Prostatitis-like symptoms: diagnosis and management in a Malaysian primary care population.
Lee SWH., Liong ML., Yuen KH., Leong WS., Khan N., Cheah PY., Krieger JN.
BACKGROUND: Little is known about how primary care physicians (PCPs) in Asia diagnose and manage prostatitis-like symptoms. This study investigated the clinical diagnosis of and care provided for prostatitis-like symptoms by PCPs in a Malaysian population, and compared these findings to reports from other areas. METHODS: All members of the Penang Private Medical Practitioners' Society were asked to complete a self-administered survey.

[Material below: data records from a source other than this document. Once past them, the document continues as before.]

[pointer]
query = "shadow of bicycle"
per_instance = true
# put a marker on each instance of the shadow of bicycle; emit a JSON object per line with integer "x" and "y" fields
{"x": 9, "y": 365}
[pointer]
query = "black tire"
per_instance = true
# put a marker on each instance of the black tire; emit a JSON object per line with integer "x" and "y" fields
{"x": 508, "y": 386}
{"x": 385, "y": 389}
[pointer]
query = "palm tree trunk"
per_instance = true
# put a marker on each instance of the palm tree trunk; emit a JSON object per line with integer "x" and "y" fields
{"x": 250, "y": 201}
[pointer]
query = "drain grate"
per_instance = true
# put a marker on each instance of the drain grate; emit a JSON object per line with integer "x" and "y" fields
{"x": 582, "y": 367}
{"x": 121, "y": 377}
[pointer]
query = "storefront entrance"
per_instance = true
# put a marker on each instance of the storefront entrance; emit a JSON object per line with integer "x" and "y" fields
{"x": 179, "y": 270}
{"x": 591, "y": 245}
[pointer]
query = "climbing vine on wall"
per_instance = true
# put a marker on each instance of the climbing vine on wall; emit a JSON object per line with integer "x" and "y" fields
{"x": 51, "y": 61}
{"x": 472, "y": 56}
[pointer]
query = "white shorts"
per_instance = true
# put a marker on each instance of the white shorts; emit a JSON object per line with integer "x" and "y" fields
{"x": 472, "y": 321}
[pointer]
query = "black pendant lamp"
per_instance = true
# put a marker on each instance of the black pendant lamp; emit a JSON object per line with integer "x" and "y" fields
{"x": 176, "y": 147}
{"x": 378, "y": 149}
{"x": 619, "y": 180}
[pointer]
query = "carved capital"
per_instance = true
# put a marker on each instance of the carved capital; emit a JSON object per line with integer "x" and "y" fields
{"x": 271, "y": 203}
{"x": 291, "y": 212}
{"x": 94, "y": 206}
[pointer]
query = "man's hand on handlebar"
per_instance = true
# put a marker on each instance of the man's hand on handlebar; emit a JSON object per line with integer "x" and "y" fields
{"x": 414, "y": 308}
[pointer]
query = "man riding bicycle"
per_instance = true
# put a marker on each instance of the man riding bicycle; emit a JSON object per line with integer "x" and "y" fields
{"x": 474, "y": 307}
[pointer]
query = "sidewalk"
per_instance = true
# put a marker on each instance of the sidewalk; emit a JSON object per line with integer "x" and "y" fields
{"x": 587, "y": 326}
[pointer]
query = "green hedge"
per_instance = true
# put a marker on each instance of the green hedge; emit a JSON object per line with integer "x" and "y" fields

Nonresponders were contacted after 3 weeks and received a telephone request after 6 weeks. RESULTS: Of the 786 practitioners contacted, 669 considered themselves to be PCPs, including 279 (42%) who responded to the survey. Adult males with prostatitis-like symptoms typically constitute <1% of the patients seen by PCPs. Most PCPs (72%) believe that prostatitis-like symptoms are caused by bacterial infection. 61% of PCPs base their diagnosis of prostatitis-like symptoms on clinical history, a physical examination and dipstick urinalysis. Standard management was to prescribe 1 or 2 courses of antimicrobials. CONCLUSIONS: Despite the 8.7% prevalence found in a previous survey in this population, prostatitis remains underdiagnosed in Malaysia. In contrast to many other clinical settings, urologists in Malaysia see a large proportion of newly diagnosed and treatment-naive prostatitis patients, providing an opportunity for clinical diagnostic and treatment studies.